Evet. Ben inovasyonun biraz böyle pahalı ve ileri ülkelerin yaptığı temel araştırma-geliştirme faaliyetleri ile karıştırılmasından çekiniyorum açıkçası; bu daha ileri aşamanın işidir gibi görülmemeli. Aslında şöyle bakmamız lazım, bırakın inovasyon demeyelim, rekabet gücü diyelim. Kuruluşların rekabet gücüne ihtiyaçları var mı, yok mu? Yani onları benzerlerinden ayıran bir şeye ihtiyaçları var mı, yok mu? Altyapıyı herkese verdiğiniz zaman herkes ondan yararlanacak. Yani o pazarda belirli bir şirketin öne çıkması, pazar payını artırması için onun bir rekabet gücüne ihtiyacı var.

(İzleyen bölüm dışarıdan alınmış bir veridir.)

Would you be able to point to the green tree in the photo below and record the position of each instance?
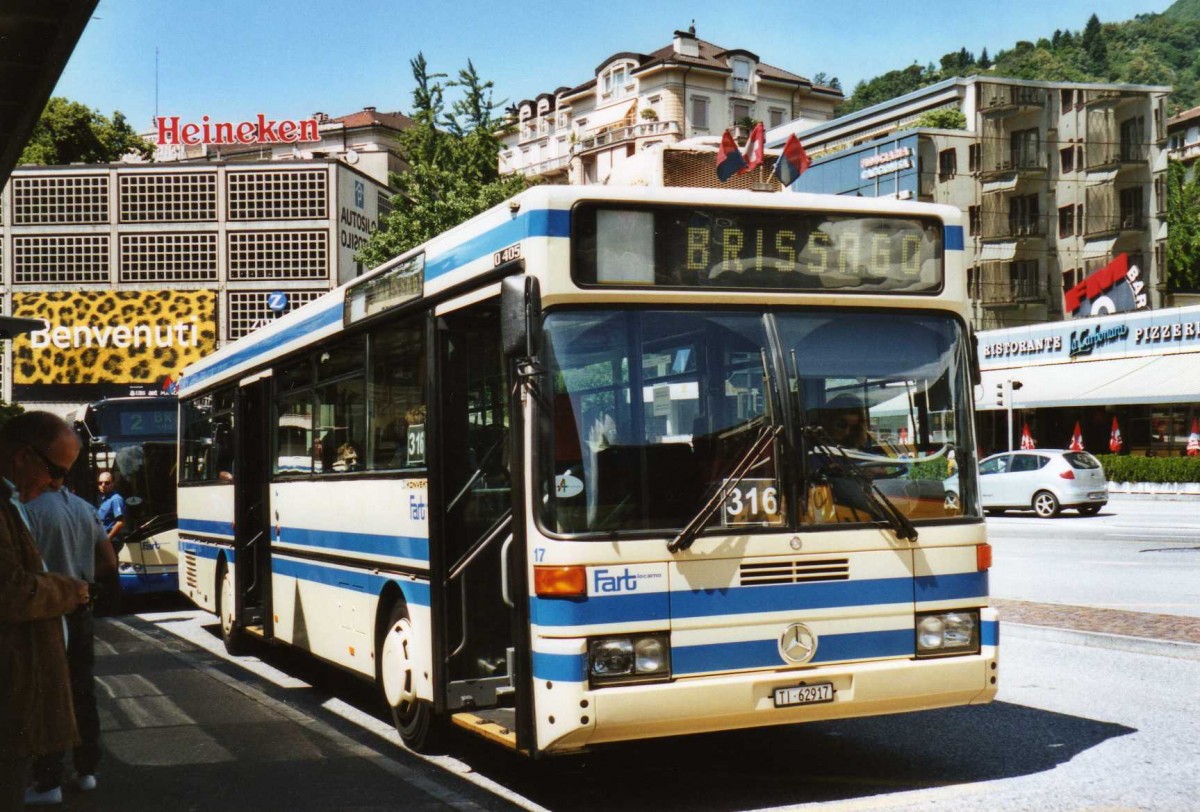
(943, 119)
(70, 132)
(1182, 229)
(1096, 47)
(9, 410)
(453, 163)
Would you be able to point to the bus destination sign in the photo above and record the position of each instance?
(757, 248)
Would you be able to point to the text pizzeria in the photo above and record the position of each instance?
(261, 131)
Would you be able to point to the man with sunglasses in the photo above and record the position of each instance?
(36, 715)
(71, 540)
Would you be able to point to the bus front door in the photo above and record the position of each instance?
(251, 480)
(472, 534)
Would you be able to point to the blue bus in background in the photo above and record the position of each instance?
(135, 439)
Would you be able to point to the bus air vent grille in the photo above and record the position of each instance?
(797, 571)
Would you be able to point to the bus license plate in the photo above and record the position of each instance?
(804, 695)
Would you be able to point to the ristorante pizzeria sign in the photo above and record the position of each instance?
(1086, 338)
(173, 132)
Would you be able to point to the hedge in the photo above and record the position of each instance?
(1120, 468)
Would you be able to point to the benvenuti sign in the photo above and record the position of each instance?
(109, 343)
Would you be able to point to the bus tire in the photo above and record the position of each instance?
(414, 719)
(237, 641)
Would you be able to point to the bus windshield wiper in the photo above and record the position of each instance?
(748, 461)
(745, 463)
(840, 463)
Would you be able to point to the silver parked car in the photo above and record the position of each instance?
(1044, 480)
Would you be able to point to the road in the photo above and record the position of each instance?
(1139, 554)
(1074, 727)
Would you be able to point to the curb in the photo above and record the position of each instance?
(1103, 641)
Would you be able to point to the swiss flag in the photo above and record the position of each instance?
(1077, 439)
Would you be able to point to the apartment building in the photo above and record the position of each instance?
(1060, 184)
(142, 269)
(687, 89)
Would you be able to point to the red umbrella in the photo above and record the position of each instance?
(1077, 439)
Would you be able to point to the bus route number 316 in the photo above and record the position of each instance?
(751, 503)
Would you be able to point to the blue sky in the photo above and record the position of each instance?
(233, 59)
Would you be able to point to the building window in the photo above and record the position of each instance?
(1132, 208)
(297, 194)
(168, 257)
(1133, 139)
(742, 71)
(1026, 149)
(1067, 221)
(168, 197)
(1067, 160)
(1023, 215)
(1023, 275)
(947, 163)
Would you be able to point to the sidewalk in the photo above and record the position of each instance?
(1140, 631)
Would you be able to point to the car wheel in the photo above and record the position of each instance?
(1045, 504)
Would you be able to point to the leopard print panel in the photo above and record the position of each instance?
(113, 336)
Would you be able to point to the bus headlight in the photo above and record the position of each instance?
(631, 659)
(942, 633)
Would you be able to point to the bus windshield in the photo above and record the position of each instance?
(871, 401)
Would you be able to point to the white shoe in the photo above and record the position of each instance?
(51, 797)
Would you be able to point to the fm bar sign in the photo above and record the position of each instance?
(1115, 288)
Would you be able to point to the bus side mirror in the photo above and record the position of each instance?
(521, 316)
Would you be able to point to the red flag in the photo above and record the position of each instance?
(1115, 440)
(756, 146)
(1077, 439)
(792, 162)
(729, 161)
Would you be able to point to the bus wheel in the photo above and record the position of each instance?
(413, 717)
(237, 643)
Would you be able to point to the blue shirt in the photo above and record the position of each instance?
(112, 511)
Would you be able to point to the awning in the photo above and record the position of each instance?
(609, 115)
(1111, 382)
(1097, 248)
(997, 252)
(1003, 185)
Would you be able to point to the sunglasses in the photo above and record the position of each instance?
(52, 468)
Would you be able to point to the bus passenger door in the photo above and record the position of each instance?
(251, 481)
(472, 528)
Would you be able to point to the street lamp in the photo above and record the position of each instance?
(1012, 385)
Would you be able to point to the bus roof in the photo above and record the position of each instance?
(467, 251)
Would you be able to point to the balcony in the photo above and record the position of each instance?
(621, 134)
(547, 168)
(1000, 101)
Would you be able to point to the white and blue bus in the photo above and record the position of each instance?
(577, 471)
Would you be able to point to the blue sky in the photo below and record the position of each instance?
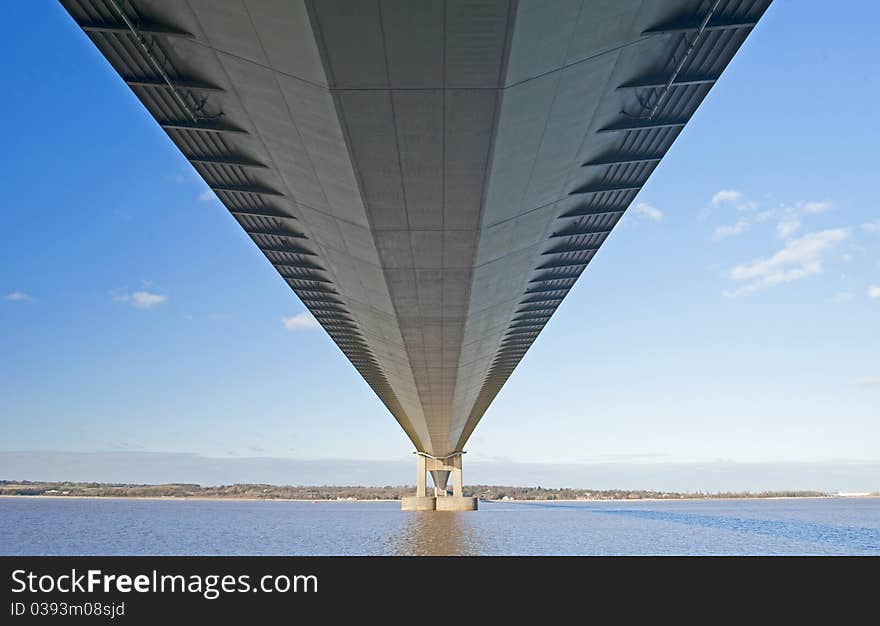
(734, 315)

Size katılıyorum, birçok kuruluş, birçok ülke taklitle yola çıkıyor zaten ve ondan sonra bir yerlere geliyor. Ama o taklit yaparken eğer ayakta kalabiliyorsa, başka bazı rekabet gücü unsurlarından yararlanarak ayakta kalabiliyor. Bir avantajı var. Bir şekilde belki ucuz maliyeti var, ucuz işçi çalıştırıyor, kapalı pazarda çalışıyor vs.
Şimdi bunların olmadığı ortamda rekabet gücü inovasyona mutlaka ihtiyaç gösterir ve bunu da öyle çok büyük, pahalı Ar-Ge çalışmaları falan olarak düşünmeyip, rekabet gücü yaratan herhangi bir yenilik, bir yeni üretim süreci veya yeni ürün diye anlamamız lazım, diye düşünüyorum.